Tuesday 12 June 2012

Day 15. La Souterraine a Benevent-l'Abbaye (21 kms)

13 June, 2012

Fear no more the heat of the sun

It was 10 degrees when I woke, and the high today was 16. And it rained on and off. So I'm not suffering from heatstroke.

The meal last night at Maison NĂºmero Neuf was excellent. I ate dinner with an affluent British couple. We discussed such topics as how the world today would be so different had Al Gore become president.

Boots. I know that some of you are passionately interested in hiking footwear. What am I wearing on my feet and why? In the weeks leading up to my walk, I agonised over what to wear. I wore my Asolos last year. They are expensive, medium-weight leather boots, and I was mighty pleased with them.
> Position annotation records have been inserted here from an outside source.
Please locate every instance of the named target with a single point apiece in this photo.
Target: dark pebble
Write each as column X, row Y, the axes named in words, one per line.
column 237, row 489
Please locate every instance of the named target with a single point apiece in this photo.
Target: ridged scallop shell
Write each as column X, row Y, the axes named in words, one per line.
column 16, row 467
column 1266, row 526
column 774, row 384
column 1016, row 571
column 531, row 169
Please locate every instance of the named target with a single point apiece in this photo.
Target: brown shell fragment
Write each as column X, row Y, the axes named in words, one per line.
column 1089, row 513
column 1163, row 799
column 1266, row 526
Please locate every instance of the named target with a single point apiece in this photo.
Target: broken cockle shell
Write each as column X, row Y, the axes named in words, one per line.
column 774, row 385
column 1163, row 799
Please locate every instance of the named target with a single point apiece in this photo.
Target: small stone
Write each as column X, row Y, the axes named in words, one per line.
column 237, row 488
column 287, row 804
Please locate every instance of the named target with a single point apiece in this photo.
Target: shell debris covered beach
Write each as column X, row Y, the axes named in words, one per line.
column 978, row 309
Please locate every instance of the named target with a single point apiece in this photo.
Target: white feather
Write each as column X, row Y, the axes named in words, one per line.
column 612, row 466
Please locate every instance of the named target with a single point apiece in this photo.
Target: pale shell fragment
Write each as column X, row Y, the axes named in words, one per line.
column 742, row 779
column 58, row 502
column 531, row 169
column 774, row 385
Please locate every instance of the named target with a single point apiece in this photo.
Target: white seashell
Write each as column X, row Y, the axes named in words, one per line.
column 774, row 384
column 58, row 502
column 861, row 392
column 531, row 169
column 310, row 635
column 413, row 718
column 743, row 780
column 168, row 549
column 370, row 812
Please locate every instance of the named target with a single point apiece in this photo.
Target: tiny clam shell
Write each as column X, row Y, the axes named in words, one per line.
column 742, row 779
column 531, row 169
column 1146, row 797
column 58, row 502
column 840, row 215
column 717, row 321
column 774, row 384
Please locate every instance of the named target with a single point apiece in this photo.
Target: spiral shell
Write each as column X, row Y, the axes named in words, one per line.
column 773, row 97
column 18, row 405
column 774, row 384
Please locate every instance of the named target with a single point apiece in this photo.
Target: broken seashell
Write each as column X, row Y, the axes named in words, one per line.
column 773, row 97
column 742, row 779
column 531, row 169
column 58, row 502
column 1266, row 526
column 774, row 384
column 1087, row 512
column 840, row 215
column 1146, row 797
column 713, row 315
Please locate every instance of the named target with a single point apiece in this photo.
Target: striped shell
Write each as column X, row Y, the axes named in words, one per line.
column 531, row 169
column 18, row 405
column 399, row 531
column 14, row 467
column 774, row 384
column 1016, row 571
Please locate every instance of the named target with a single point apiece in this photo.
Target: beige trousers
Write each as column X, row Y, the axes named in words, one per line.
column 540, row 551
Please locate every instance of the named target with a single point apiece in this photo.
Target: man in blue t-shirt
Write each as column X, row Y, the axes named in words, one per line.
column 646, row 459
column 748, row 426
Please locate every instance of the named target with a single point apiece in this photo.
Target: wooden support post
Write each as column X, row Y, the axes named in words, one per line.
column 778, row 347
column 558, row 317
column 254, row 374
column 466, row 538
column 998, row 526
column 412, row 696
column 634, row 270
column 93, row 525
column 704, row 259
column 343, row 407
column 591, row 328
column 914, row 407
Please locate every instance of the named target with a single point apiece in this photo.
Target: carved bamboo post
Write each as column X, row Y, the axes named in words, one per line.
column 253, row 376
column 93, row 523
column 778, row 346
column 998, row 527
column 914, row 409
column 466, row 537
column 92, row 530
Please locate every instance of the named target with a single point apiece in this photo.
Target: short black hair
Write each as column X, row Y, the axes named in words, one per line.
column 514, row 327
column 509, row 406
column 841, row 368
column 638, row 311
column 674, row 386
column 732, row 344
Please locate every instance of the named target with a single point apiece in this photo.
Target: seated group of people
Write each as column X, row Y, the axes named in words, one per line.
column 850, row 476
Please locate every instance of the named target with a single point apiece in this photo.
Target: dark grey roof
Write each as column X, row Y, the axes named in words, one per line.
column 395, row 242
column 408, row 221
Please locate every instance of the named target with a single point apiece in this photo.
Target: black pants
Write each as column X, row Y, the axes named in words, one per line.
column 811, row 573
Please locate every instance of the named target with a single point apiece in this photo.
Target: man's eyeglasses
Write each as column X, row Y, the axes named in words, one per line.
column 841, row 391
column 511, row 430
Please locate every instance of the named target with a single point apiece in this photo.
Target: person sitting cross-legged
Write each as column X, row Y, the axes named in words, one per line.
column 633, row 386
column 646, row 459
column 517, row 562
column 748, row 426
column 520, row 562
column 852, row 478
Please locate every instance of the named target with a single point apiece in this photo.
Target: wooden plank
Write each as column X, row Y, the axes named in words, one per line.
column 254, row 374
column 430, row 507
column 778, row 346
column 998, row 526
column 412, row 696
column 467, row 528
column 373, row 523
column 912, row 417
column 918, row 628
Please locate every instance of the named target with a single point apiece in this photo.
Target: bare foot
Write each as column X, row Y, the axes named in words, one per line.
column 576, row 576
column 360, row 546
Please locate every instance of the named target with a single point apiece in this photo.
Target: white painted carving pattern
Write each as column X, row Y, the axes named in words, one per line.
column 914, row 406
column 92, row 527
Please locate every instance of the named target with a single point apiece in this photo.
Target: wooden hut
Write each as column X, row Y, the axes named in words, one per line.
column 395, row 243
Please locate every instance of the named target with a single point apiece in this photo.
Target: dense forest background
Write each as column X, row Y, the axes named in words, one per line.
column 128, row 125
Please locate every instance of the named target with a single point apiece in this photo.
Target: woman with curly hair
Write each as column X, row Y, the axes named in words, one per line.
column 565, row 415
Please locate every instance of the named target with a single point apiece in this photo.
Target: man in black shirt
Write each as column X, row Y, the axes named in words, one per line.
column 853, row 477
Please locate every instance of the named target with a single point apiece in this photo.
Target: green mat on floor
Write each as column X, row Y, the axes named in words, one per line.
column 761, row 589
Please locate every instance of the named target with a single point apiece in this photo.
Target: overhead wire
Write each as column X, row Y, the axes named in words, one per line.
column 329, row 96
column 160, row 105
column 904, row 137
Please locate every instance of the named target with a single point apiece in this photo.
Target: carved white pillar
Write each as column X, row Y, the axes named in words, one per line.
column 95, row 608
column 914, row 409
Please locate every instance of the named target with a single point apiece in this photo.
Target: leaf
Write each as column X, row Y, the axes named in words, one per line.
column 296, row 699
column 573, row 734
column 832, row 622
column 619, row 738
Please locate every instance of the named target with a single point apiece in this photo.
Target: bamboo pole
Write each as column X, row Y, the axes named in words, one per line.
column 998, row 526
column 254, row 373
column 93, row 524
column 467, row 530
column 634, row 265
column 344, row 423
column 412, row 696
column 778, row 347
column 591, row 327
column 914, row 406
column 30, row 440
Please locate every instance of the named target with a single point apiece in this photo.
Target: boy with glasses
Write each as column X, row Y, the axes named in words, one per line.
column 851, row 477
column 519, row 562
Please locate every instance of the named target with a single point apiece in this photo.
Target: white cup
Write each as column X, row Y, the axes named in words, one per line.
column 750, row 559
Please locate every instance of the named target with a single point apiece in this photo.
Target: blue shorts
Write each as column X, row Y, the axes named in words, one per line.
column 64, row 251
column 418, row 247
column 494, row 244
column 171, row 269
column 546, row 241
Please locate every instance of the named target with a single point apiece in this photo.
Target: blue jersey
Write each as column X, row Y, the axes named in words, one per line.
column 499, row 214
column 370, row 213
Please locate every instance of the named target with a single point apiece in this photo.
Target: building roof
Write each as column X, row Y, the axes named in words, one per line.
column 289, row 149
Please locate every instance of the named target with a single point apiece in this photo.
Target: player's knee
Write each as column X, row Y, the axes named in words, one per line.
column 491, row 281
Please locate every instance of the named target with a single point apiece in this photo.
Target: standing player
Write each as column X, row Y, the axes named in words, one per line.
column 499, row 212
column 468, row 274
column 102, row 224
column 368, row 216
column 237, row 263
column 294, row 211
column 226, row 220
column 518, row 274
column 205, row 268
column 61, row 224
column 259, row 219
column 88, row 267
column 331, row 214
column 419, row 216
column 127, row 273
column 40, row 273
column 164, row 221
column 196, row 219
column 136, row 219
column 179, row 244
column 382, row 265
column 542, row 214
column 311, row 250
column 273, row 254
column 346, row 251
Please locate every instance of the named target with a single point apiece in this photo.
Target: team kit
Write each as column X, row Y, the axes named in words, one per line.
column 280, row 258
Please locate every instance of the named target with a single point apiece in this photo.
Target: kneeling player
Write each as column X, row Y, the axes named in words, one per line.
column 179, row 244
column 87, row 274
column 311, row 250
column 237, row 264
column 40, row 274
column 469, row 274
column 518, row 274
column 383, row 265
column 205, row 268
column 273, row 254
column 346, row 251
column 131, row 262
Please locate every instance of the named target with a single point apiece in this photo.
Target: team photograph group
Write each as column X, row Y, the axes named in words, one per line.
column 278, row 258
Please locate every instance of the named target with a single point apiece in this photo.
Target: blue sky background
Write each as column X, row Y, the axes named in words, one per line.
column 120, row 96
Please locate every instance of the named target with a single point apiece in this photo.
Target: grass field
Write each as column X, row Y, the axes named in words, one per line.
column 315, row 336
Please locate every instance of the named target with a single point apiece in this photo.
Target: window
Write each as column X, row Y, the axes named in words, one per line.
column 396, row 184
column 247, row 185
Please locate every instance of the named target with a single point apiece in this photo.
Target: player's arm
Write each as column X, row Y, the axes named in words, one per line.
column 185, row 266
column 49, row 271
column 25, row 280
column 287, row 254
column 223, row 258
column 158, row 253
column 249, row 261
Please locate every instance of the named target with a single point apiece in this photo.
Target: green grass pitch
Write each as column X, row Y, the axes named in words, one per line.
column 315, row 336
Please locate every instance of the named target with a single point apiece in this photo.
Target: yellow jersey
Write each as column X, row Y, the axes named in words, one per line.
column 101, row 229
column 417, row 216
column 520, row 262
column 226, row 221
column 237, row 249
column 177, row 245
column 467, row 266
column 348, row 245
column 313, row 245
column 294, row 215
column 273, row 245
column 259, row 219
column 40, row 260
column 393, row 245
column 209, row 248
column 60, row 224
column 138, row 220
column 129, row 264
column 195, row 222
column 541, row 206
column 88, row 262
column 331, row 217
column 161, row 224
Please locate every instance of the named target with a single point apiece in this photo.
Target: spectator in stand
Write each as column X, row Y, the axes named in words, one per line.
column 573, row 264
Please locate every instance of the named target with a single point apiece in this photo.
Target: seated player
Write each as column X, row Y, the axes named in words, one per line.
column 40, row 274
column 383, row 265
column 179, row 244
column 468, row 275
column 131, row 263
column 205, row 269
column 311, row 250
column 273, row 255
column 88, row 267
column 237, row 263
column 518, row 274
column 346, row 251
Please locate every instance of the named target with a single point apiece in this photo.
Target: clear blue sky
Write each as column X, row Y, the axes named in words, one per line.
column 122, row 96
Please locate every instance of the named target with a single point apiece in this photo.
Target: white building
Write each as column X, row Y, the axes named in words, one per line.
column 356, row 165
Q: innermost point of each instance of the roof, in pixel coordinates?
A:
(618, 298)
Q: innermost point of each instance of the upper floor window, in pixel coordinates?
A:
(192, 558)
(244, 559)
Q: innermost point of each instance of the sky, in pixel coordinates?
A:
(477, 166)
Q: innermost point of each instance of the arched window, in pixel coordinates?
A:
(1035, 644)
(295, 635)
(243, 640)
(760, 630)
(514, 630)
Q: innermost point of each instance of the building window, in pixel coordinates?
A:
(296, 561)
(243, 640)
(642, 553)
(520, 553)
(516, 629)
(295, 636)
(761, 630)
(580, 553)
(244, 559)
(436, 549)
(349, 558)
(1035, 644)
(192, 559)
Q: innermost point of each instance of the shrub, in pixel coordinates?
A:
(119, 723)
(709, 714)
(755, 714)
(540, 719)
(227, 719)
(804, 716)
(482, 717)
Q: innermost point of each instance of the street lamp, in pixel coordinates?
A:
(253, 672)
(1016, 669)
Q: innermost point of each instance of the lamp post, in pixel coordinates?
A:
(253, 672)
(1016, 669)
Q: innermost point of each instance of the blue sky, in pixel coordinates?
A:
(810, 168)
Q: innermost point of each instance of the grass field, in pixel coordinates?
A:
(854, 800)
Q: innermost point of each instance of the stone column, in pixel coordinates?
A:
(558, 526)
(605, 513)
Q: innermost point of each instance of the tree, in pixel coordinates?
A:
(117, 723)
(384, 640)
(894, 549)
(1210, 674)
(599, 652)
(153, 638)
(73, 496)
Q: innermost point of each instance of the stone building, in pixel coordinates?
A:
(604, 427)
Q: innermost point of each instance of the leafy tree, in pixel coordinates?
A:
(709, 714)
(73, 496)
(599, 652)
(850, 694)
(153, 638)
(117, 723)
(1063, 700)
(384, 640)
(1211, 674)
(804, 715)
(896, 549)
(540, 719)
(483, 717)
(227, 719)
They made the rough places plain and they kept out the water. But I did develop shin splints on the 25th day, and I wondered whether lighter, softer-soled boots might lessen the pounding which probably caused the problem. So I bought a pair of light-weight Keen Gypsums. The trouble is that the soles are so soft that they may not last the distance.

I took both pairs to Winnipeg, from whence I was to fly to France, and delayed my decision until the very last moment. About to leave, I noticed that one of the soles of the Asolos was fraying at the edges. I had worn them down quite a bit at the heels last year, but this was something new. So I took the Keens.

Strange, though. My old Zamberlans served me well on all those trails in Britain, and a few Rocky Mountain trips, and the Camino and the Chemin du Puy before they fell apart.

So, I'm wearing my Keens and I'm not too happy with them. I've developed blisters, and the membrane isn't keeping out the water. For the first time in my life I had to put newspaper in my boots last night to dry them. In future it's back to leather boots for me. Enough of boots.

Just before Saint-Priest-la-Feuille this morning, I made a detour to see a dolmen, an ancient set of stones, of the same vintage as Stonehenge. Unlike Stonehenge they stood alone without protective barrier or throngs of gaping tourists. (I was fortunate enough to visit Stonehenge with a party of school kids back in the sixties when it was still possible to clamber over the stones.)

I stood in that lonely spot and imagined the Druids sacrificing an animal, burying their dead, or worshipping the sun. Nobody really knows what the stones were for. A huge hemispherical boulder sat atop five standing stones, three of which were supporting it, the other two having sunk a little into the ground. A sixth stone had long since fallen over. The result was that the boulder was supported only on one side of its circular base, and must have been close to its tipping point. (See picture below.)

I thought about how lucky I was to be standing there at all. So many of my ancestors' peers would have been sacrificed, lanced, clubbed,stabbed, hanged, boiled in oil, drawn and quartered, or fallen prey to the Black Death or some other contagion before they could beget progeny.

At eleven o'clock the rain came down. I stood on one leg, then the other, on a dry spot under a tree at the side of the D10, pulling on my rain gear. At Chamborand, the church was open so I took shelter and had lunch.

After that it was an easy walk into Benevent-l'Abbaye. I arrived at two o'clock.

The Holland-Germany soccer match is on tonight. The Hollanders are watching it on their iPad by wifi from a local bar. When the bar closes, they will sit outside and watch. I hope their team wins.